It evidently did not occur to the Guardian as troubling, that those pretending to be investigating the murder of Seth Rich have not looked at his laptop.
There is a very plain pattern here of agencies promoting the notion of a fake “Russian crime”, while failing to take the most basic and obvious initial steps if they were really investigating its existence. I might add to that, there has been no contact with me at all by those supposedly investigating. I could tell them these were leaks not hacks. Wikileaks. The clue is in the name.
So those “17 agencies” are not really investigating but are prepared to endorse weird Crowdstrike claims, like the idea that Russia’s security services are so amateur as to leave fingerprints with the name of their founder. If the Russians fed the material to Wikileaks, why would they also set up a vainglorious persona like Guccifer2 who leaves obvious Russia pointing clues all over the place?
Of course we need to add from the Wikileaks “Vault 7” leak release, information that the CIA specifically deploys technology that leaves behind fake fingerprints of a Russian computer hacking operation.
Crowdstrike have a general anti-Russian attitude. They published a report seeking to allege that the same Russian entities which “had hacked” the DNC were involved in targeting for Russian artillery in the Ukraine. This has been utterly discredited.
Some of the more crazed “Russiagate” allegations have been quietly dropped. The mainstream media are hoping we will all forget their breathless endorsement of the reports of the charlatan Christopher Steele, a former middle ranking MI6 man with very limited contacts that he milked to sell lurid gossip to wealthy and gullible corporations. I confess I rather admire his chutzpah.
Given there is no hacking in the Russian hacking story, the charges have moved wider into a vague miasma of McCarthyite anti-Russian hysteria. Does anyone connected to Trump know any Russians? Do they have business links with Russian finance?
Of course they do. Trump is part of the worldwide oligarch class whose financial interests are woven into a vast worldwide network that enslaves pretty well the rest of us. As are the Clintons and the owners of the mainstream media who are stoking up the anti-Russian hysteria. It is all good for their armaments industry interests, in both Washington and Moscow.
Trump’s judgement is appalling. His sackings or inappropriate directions to people over this subject may damage him.
The old Watergate related wisdom is that it is not the crime that gets you, it is the cover-up.

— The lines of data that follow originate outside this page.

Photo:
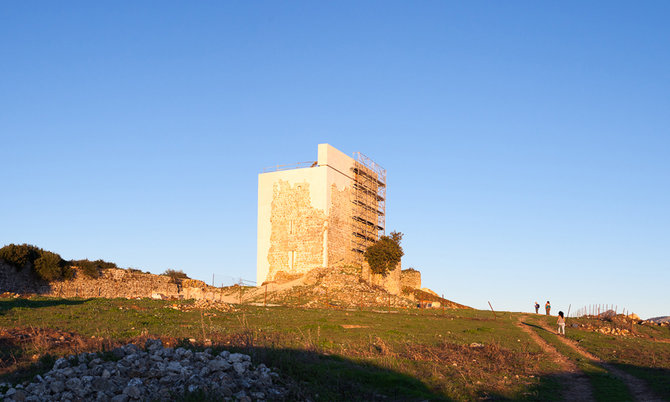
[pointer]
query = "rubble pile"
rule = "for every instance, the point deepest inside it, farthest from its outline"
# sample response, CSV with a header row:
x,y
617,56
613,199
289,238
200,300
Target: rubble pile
x,y
156,373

But there is a fundamental difference here. At the centre of Watergate there was an actual burglary. At the centre of Russian hacking there is a void, a hollow, and emptiness, an abyss, a yawning chasm. There is nothing there.

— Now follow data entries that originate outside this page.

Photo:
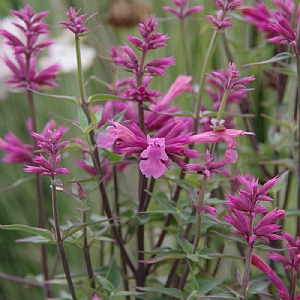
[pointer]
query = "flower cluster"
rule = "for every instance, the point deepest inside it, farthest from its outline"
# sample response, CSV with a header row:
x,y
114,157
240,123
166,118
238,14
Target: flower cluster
x,y
221,21
180,10
19,152
52,145
75,23
23,66
245,208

Those who believe that opposition to Trump justifies whipping up anti-Russian hysteria on a massive scale, on the basis of lies, are wrong. I remain positive that the movement Bernie Sanders started will bring a new dawn to America in the next few years. That depends on political campaigning by people on the ground and on social media. Leveraging falsehoods and cold war hysteria through mainstream media in an effort to somehow get Clinton back to power is not a viable alternative. It is a fantasy and even were it practical, I would not want it to succeed.
The Guardian/Observer remains the house journal of the Blairites, and while they have temporarily turned down the volume on the Corbyn hate, it is a good place to assess how the right wing forces in Labour are planning to reassert themselves. And the answer is in part that they are clutching at racism like a drowning man clutching at a straw. Andrew Rawnsley, the epitome of the Blairite journalist who exudes overpaid entitlement, quotes with endorsement Gordon Brown protégé Natascha Engel, defeated Labour ex-MP for NE Derbyshire, who states “what we need to do is reconnect with our white working class voters”.

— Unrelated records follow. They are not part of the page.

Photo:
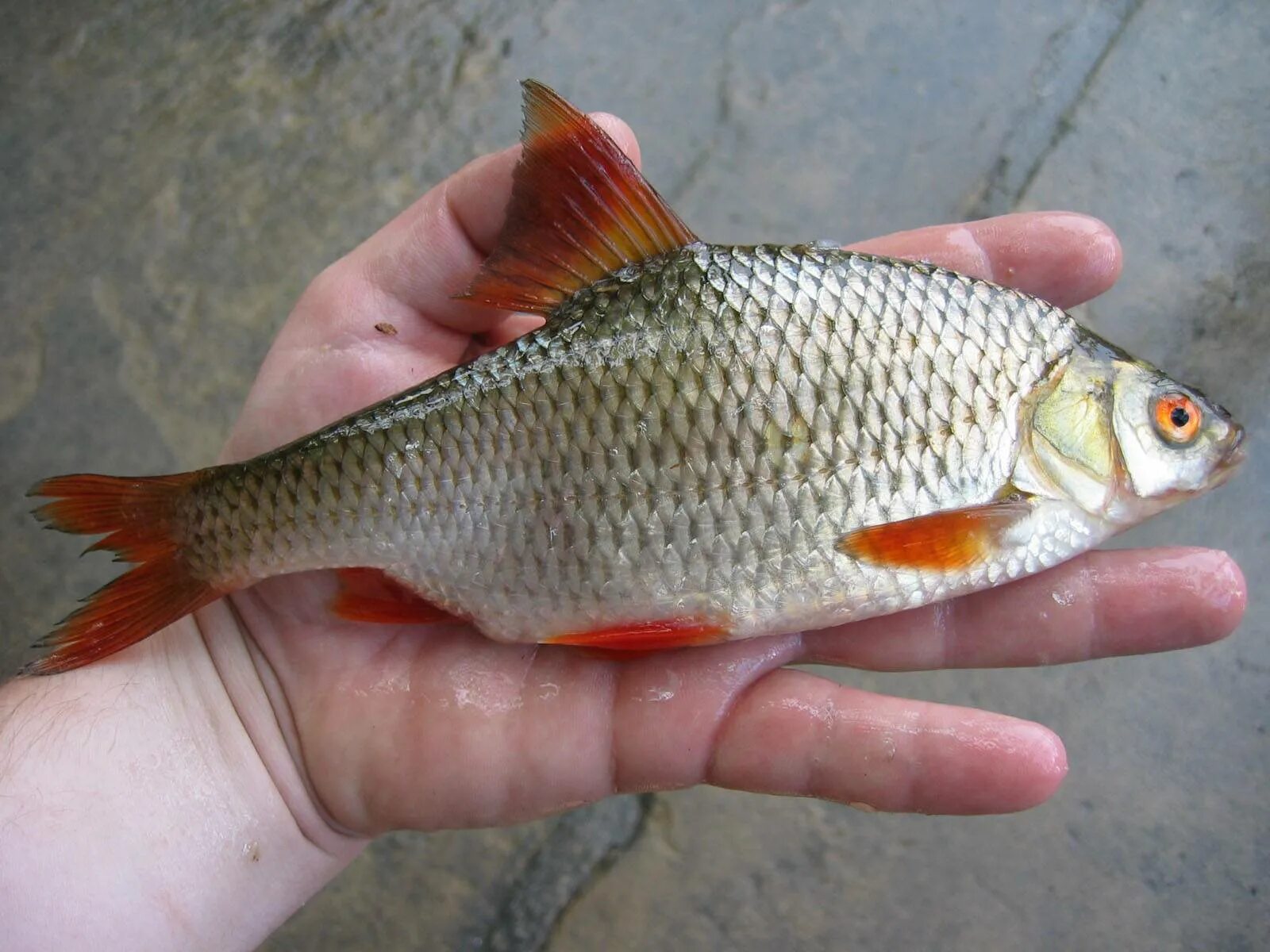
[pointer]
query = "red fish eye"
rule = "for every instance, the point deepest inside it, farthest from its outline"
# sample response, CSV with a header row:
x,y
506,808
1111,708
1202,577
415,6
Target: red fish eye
x,y
1178,418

Now ask yourself, what is the purpose of the word “white” in that sentence?
Tom Watson, in a co-ordinated interview in the same edition also much quoted by Rawnsley, does not use the word white. He employs the euphemism “traditional”. He talks of the need to “give greater reassurance to our traditional working class voters.”
But we know exactly what the Labour right mean when they talk about reassuring the “white working class” or the “traditional working class”. They mean that Labour should mimic UKIP and the Tories and pander to popular anti-immigration racism.
“Deborah Mattinson, the strategy director of Britain Thinks, was involved in her first Labour campaign in 1987. She can’t be dismissed as a Tory stooge. After conducting extensive focus groups with swing voters in six marginal seats, she reports: “There were as many who voted Labour in spite of Corbyn as did because of Corbyn.”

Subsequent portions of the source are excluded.